Estoy en la plaza de la infancia, en vano
busco aquellos balcones y aquel aire
que movía la hiedra enamorado.
Sólo siento pasar
el río del tiempo por mi alma,
pasar sin luz y ausente.
No le importa a la ciudad impávida
que yo haya vuelto como el hijo pródigo
a su muralla antigua y traicionada.

El Duero sigue
desmadejando el agua en las  azudas.
Y no tiembla mi mano al saludarle
 ni al despedirme de él. Todo me sabe
a eternidad diaria,
al fuego del vino o la aceitada.
Estoy en la plaza de la infancia,
un recinto donde se rompe el sueño
con el ruido de mis pasos,
y la casa en que nací es hoy hostal,
sin memoria de aquellos tres balcones
y el aire que movía aquella hiedra.




II.

Yo he venido a mi tierra para librarme el alma
de las dulces celadas del pasado,
azudas y vencejos, amigos y aventuras
de otros cielos quemados, de otras aguas vividas.

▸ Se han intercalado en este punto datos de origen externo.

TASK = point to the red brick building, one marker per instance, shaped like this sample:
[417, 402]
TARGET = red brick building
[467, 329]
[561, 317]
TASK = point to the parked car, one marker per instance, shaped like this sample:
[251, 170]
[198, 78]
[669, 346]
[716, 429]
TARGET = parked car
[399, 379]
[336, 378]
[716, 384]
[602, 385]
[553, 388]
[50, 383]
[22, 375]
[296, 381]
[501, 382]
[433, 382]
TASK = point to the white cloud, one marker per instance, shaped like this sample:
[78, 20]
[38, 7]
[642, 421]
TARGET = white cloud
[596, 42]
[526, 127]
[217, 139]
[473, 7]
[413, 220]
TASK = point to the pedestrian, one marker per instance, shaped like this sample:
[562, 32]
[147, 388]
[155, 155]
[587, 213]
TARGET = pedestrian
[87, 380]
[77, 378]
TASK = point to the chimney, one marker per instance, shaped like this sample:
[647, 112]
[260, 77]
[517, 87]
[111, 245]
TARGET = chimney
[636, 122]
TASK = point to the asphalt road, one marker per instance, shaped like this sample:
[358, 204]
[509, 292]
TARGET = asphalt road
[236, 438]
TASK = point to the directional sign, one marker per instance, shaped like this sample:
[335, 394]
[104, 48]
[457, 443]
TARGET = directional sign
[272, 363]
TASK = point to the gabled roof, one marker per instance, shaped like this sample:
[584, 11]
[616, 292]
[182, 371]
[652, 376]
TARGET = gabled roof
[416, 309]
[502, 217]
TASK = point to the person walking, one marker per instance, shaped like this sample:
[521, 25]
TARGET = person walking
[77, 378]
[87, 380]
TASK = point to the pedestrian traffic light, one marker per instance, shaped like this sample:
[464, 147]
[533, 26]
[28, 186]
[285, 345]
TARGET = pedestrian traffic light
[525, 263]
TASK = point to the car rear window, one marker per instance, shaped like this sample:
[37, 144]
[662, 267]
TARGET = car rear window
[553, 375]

¿Misión cumplida? De repente,
de retorno al hotel de madrugada,
me topo con tu calle, Claudio amigo y poeta,
y resbalo de nuevo y casi vuelvo
a caer en las dulces telarañas.

Con Abrantes he hablado todavía
de ti y de tu silencio, de versos aprendidos
a la orilla del río, en las cantinas
con un vaso de vino entre las manos.
Y he sentido otro vino bajarme por las sendas
más débiles del alma, y la ebriedad
de las rosas antiguas me ha vencido.





III.

Y sé que luego, pronto, cuando doble
la esquina de la noche y me reciba
la tierra de adopción bajo otro cielo,
algún jirón del alma habré dejado
en esta tierra nuestra de traiciones
y perdones profundos. Sigue aún
la herida abierta y pesan demasiado
las viejas emociones en el alma.
Sigue siendo difícil escaparse
del todo de estos vientos de la tierra
por donde van palabras de aceitadas
de azudas, de murallas, de vencejos…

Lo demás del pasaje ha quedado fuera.